Literature references

1. Lucio et al., Phys. Rev. E 85, 056202 (2012).

SNLST(n_steps, x₀, k)

Dynamically linear process transformed by a strongly nonlinear static transformation (SNLST), given by the following map [1]:

$x(t) = k*x(t-1) + a(t)$

with the transformation $s(t) = x(t)^3$.

Literature references

1. Lucio et al., Phys. Rev. E 85, 056202 (2012).

randomwalk(n_steps, x₀)

Linear random walk (AR(1) process with a unit root) [1]

This is an example of a nonstationary linear process.

Literature references

1. Lucio et al., Phys. Rev. E 85, 056202 (2012).

NSAR2(n_steps, x₀, x₁)

Cyclostationary AR(2) process given by the following map [2]

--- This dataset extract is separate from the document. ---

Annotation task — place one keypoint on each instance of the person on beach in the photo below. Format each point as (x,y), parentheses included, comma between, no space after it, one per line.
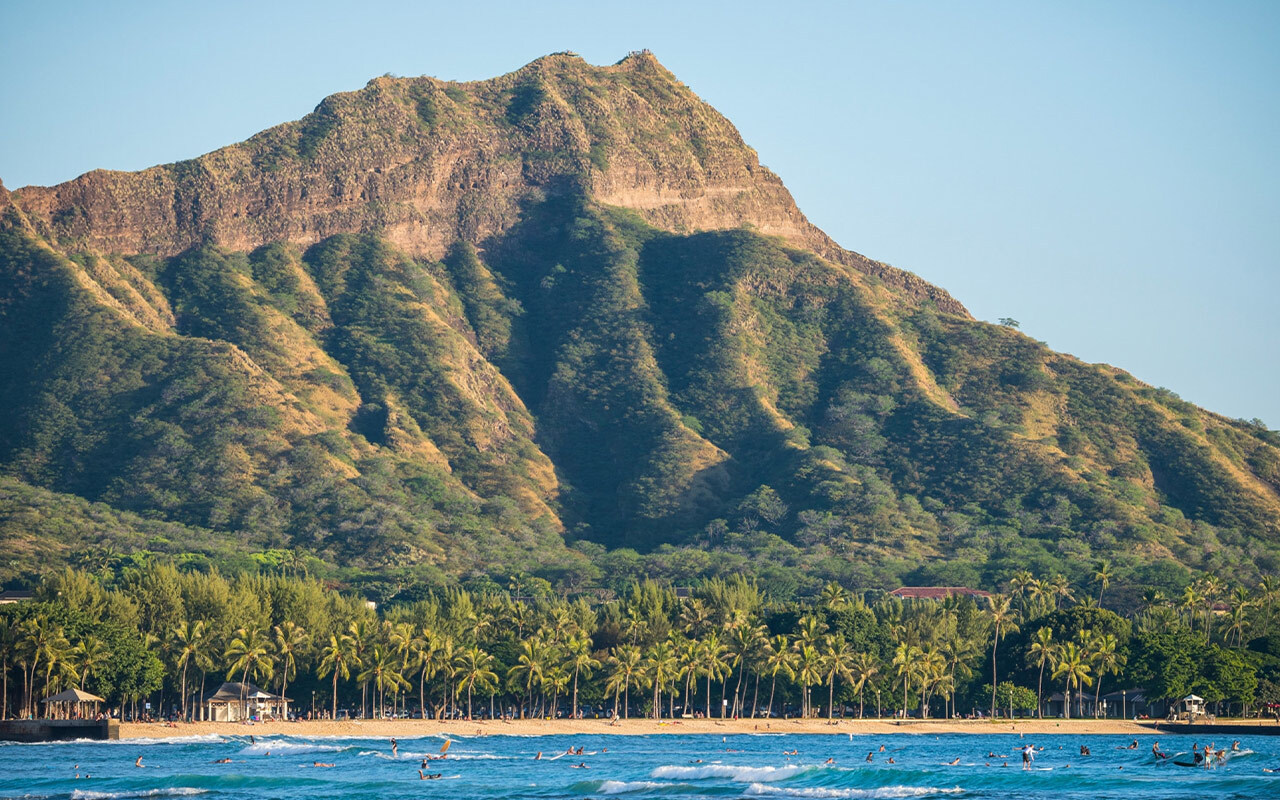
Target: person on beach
(1028,757)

$x_t = a₁(t) * x_{t-1} + a₋ x_{t-2} + ϵ_t$.

where

$a₁(t) = 2 cos[2pi / T(t)] * exp(-1 / τ)$,

$T(t) = T_0 + M * sin(2 pi t / T_{mod})$,

$a₂ = exp(-2 / au)$,

and x₀ and x₁ sets the initial conditions.

Literature references

1. Lucio et al., Phys. Rev. E 85, 056202 (2012), after J. Timmer, Phys. Rev. E 58, 5153

(1998).

AR1(n_steps, x₀, k)

Simple AR(1) model with no static transformation given by the following map [1]:

$x[i] = k*x[i-1] + a[i]$,

where a[i] is a draw from a normal distribution with zero mean and unit variance. x₀ sets the initial condition and k is the tunable parameter in the map.

Literature references

1. Lucio et al., Phys. Rev. E 85, 056202 (2012).